Emerging real-world graph problems include: detecting community structure in large social networks; improving the resilience of the electric power grid; and detecting and preventing disease in human populations. Unlike traditional applications in computational science and engineering, solving these problems at scale often raises new challenges because of the sparsity and lack of locality in the data, the need for additional research on scalable algorithms and development of frameworks for solving these problems on high performance computers, and the need for improved models that also capture the noise and bias inherent in the torrential data streams. In this talk, I will discuss opportunities and challenges in massive data-intensive computing for applications in computational science and engineering.
The Basic Linear Algebra Subprograms, introduced over 30 years ago, had a transformative effect on software for linear algebra. With the BLAS, researchers spend less time mapping algorithms onto specific features of hardware platforms and more time on interesting new algorithms.

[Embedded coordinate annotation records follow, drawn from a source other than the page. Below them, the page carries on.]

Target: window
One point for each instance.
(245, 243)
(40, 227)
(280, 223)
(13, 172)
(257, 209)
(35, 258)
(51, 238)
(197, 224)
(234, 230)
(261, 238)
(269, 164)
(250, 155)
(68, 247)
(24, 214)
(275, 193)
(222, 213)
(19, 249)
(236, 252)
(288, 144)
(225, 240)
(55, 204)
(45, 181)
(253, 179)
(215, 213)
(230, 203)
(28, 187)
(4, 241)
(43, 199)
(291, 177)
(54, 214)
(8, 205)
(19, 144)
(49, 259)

Would it be practical to define an analogous set of basic building blocks for graph algorithms? Can we define a core set of mathematical primitives from which we can build most (if not all) important graph algorithms? If we can agree on the mathematical foundations, how would these interact with the data structures used in graph algorithms and result in an API the graph algorithms research community could support?
These questions will be the topic for the third “Graph Algorithms Building Blocks” workshop. Our goal is an interactive workshop where the full range of issues behind “Graph Algorithms Building Blocks” will be explored. We want an interactive “workshop” so papers that report preliminary results and unproven but interesting ideas will be considered.